I am sure that if you asked a friend of mine, who reposed after a long hellish bout with Lou Gehrig's disease (ALS), whether he is glad that he remained steadfast to the end ... and if you asked him this today, where he is, I am sure that he would say, today, that he is simply glad -- and that gladness made the years of suffering worthwhile, and true.
Every suicide, and every suicidal ideation, and every suicidal thought (include in this category every sin and passion, every logismoi and fantasia, because suicide is where sin will take you) is essentially a question of theodicy. Suicide is an ultimate complaint against Divine Providence. When I suffer (my lack of real anguish in my life is embarrassing here, to even compare with the Martyrs), I carnally tend toward anti-prayers like "I don't like this moment" or "I don't like this place" and "It shouldn't have been me." And I lurch into the fantasia of "it should have been" and "God You're wrong for letting me be." The whole philosophical tradition of theodicy is predicated on our disagreements with Providence: it is the ancient existential complaint rooted deep in the antichrist vocation of suicide.

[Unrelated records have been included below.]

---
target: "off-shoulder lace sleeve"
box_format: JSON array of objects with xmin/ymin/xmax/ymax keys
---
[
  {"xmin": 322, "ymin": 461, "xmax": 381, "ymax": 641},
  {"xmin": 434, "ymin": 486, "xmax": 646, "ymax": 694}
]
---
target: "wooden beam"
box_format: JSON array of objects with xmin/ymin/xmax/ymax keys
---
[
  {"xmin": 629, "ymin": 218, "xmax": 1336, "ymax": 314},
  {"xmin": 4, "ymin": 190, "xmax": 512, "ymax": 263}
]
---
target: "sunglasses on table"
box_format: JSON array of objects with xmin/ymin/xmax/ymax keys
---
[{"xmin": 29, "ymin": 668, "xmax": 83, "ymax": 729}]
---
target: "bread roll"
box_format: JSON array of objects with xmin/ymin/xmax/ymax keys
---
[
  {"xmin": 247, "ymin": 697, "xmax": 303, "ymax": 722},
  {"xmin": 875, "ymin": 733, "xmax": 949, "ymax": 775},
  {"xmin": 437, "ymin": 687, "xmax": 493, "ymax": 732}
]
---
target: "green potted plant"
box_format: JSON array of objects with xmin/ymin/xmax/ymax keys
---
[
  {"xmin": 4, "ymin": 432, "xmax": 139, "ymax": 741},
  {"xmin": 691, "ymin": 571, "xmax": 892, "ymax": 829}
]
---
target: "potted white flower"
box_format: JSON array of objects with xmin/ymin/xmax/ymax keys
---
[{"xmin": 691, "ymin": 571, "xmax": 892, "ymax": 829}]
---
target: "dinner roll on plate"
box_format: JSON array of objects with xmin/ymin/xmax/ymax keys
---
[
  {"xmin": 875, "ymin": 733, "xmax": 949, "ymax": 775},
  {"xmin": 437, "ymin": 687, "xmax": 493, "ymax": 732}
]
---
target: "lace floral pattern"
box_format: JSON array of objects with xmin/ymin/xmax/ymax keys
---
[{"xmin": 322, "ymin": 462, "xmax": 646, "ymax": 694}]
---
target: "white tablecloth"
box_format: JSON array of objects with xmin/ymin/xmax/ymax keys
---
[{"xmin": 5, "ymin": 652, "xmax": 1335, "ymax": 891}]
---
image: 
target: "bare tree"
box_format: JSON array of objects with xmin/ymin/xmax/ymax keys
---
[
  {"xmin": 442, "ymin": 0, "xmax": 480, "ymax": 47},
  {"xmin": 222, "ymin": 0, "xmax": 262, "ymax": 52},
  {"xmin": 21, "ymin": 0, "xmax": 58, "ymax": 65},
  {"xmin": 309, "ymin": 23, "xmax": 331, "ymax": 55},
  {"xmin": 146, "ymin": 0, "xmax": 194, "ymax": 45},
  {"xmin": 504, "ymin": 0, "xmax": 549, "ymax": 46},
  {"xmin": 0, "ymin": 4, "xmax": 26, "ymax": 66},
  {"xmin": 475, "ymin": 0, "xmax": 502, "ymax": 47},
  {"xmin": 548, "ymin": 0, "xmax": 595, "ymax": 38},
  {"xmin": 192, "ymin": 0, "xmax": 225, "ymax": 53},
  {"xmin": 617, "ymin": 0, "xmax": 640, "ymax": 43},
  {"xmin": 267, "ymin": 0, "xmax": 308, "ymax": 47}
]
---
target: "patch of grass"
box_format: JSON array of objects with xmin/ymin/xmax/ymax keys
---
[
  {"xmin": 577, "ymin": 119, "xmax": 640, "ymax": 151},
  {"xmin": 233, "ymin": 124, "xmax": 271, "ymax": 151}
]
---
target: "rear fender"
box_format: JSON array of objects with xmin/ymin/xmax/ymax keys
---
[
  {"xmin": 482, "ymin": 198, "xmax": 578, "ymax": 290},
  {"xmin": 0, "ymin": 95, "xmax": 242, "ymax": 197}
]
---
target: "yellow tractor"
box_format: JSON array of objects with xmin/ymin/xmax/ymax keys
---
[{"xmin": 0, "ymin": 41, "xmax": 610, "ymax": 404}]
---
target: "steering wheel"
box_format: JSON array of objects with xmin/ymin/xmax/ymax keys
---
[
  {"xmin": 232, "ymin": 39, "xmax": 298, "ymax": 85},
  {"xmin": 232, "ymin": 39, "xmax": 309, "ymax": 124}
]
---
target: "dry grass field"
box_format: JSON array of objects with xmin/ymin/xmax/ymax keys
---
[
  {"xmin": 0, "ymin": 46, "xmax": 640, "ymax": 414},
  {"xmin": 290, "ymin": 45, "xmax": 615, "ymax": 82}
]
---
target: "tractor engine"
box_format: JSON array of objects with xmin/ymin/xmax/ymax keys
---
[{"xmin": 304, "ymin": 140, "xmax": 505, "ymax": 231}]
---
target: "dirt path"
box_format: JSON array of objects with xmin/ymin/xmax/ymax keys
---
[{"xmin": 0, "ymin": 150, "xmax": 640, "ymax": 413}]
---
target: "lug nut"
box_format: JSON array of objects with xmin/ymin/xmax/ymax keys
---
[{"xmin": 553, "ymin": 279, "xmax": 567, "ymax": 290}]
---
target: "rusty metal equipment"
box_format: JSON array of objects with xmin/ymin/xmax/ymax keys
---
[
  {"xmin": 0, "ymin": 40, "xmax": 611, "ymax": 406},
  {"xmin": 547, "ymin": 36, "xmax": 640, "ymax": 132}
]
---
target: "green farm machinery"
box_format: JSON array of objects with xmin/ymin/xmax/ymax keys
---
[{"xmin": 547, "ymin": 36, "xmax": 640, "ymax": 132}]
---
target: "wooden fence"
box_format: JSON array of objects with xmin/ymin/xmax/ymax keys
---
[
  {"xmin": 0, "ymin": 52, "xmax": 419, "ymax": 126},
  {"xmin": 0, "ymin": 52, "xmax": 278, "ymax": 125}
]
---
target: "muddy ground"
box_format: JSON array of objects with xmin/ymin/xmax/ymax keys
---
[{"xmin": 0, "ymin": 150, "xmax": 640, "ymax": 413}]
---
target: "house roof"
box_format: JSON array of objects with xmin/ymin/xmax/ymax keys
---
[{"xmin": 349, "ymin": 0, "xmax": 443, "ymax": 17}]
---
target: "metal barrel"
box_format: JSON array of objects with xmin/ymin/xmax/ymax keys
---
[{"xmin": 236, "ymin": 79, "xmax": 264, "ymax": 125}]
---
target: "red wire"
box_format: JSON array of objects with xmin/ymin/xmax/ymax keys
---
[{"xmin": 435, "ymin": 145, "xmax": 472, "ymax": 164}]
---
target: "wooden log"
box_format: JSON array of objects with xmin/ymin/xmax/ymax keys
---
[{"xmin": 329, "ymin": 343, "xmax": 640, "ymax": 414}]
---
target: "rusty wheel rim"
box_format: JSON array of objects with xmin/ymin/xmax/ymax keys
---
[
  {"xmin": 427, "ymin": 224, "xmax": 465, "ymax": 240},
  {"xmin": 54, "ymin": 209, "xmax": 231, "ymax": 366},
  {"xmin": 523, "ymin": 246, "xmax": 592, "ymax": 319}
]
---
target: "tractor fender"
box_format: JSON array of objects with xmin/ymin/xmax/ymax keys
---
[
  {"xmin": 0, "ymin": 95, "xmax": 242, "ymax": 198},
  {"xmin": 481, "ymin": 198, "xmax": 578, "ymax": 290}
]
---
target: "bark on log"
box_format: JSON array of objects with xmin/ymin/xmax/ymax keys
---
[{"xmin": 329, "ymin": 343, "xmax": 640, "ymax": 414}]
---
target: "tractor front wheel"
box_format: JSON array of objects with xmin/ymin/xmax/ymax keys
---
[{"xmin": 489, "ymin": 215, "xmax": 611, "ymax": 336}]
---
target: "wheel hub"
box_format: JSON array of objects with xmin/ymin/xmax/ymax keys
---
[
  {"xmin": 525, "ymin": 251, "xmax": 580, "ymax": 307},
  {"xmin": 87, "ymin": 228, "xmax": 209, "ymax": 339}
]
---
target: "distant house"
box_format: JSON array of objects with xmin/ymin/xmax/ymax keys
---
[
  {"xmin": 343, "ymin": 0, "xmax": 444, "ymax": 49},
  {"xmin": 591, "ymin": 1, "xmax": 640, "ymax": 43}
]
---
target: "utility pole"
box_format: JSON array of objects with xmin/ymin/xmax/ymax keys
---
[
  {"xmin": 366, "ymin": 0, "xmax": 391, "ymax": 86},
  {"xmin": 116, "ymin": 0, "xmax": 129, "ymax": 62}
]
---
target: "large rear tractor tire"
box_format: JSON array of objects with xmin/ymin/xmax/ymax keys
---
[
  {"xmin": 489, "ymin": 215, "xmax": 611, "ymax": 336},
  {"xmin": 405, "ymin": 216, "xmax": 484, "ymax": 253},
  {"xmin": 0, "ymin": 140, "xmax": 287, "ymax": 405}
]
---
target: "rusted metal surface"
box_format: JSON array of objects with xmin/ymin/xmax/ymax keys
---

But no adequate reasoning can be made of the moral ambiguities of this life, in this life: resolution happens only in the shade of the River of Life, under the healing leaves. The first concern of Christians is for peace and repentance in this life, and for the blessing of salvation. If that is not the case (a rubric, I suspect, that obtains in many bio-ethical discussions), then Christians are forced to speak of what they do not know, and they are forced, rhetorically, to shut the treasure chests of their heart (which is a common occurrence with Christians who try to accommodate modernity).
Christianity is all about proclaiming the Gospel in extremity. The Gospel is contaminated when it is confined by rhetorics of theodicy. The Gospel must be free and revolutionary -- not "liberated" in an accommodationist sense -- but free in the scandalous sense of experiencing the beauty of the Trinity and the fellowship of Jesus Christ in the depths of every trial. Our greatest, most historic proclamations of the Gospel, our most dynamic rhetorics of peace, are made in the profoundest depths of suffering.
Compassion, prayer and anointing are Sacraments that must always violate determinisms (which are always symptomatic of Christianity lapsed into intellectual cowardice) and scandalize modernistic sensibilities (Christianity must always offend certain fraternities in the agora and on Mars Hill) ... and, if not done in a mere "theoretical" manner, this Unction is always sufficient grace for every desperation.
It is better to pray than to philosophize with someone in pain. It is better to read the Gospel and dogma than to read, to the dejected, the texts of modern complaint. It is better to apply the ecclesial oil of the Good Samaritan to the sufferer, than to drink with the wounded man the koolaid of Kevorkian and Sartre, Singer and Fletcher.
A priest who does this can do this only insofar as he himself is a man of prayer and virtue. One can speak of peace insofar as he is a witness of peace.
Priests are not meant to answer questions of theodicy (a subject that cannot escape its bourgeois roots), because when it comes to justice, he knows, more than any, that salvation is the most unjust thing of all.